The following files are always ignored:
META
MANIFEST
MANIFEST.DEL
MANIFEST.SKIP
MANIFEST.LOCK
README
Format:
DIRNAME/FILENAME COMMENT
MANIFEST.DEL
Editable descriptor listing files that must be deleted after a specified offset (DTIME). DTIME is relative to the modification time of MANIFEST.DEL itself (default: +3d).
The file is not synchronized, but remote mirrors download it and delete the listed files locally. After processing, the file is cleared and recreated.
Format:
DIRNAME/FILENAME DTIME
MIRRORS
Editable descriptor listing the URLs of all mirrors. The current resource must be included in this list.
Format:
URL COMMENT
MANIFEST.LOCK
NOT EDITABLE. Contains the PID of the process performing synchronization. Prevents concurrent distsync runs across mirrors.
MANIFEST.TEMP
NOT EDITABLE. Temporary file holding downloaded data. May persist between runs.
README
Optional, local-only informational file. Not synchronized. If you need it to sync, use README.md instead.
GETTING STARTED
After initialization, edit the MIRRORS file and add the new mirror’s URL. Then upload the updated file to any existing mirror so others can discover the new resource.

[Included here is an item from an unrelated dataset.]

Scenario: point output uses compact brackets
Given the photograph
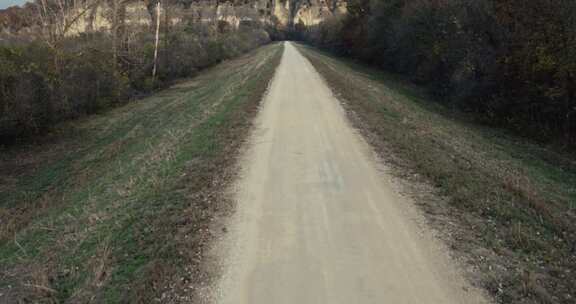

Run the first synchronization:
distsync -D /var/www/foo.localhost sync -d
-d enables progress output; -dv adds more verbose diagnostics.
Important option
-D DATADIR — Specifies the local resource directory where synchronized files are stored.
Help:
distsync --help
man distsync
PRODUCTION USE
Once mirrors can reach the newly created resource, it may be scheduled for automatic, periodic synchronization. The most common method is cron.
Example crontab entry:
37 * * * * /usr/bin/distsync -D /var/www/foo.localhost >/var/log/distsync.log 2>&1
All logs and errors are written to /var/log/distsync.log.
Adding files
Copy files into the resource directory. They will be synchronized automatically.
Deleting files
Add filenames to MANIFEST.DEL. The system will handle deletion. You may remove files from disk manually afterwards.
Updating files
Replace the file with a newer version. Synchronization will propagate the change.
⚠ Do NOT rename or move files or directories. Missing items will be recreated during synchronization, leading to divergence or duplication across mirrors.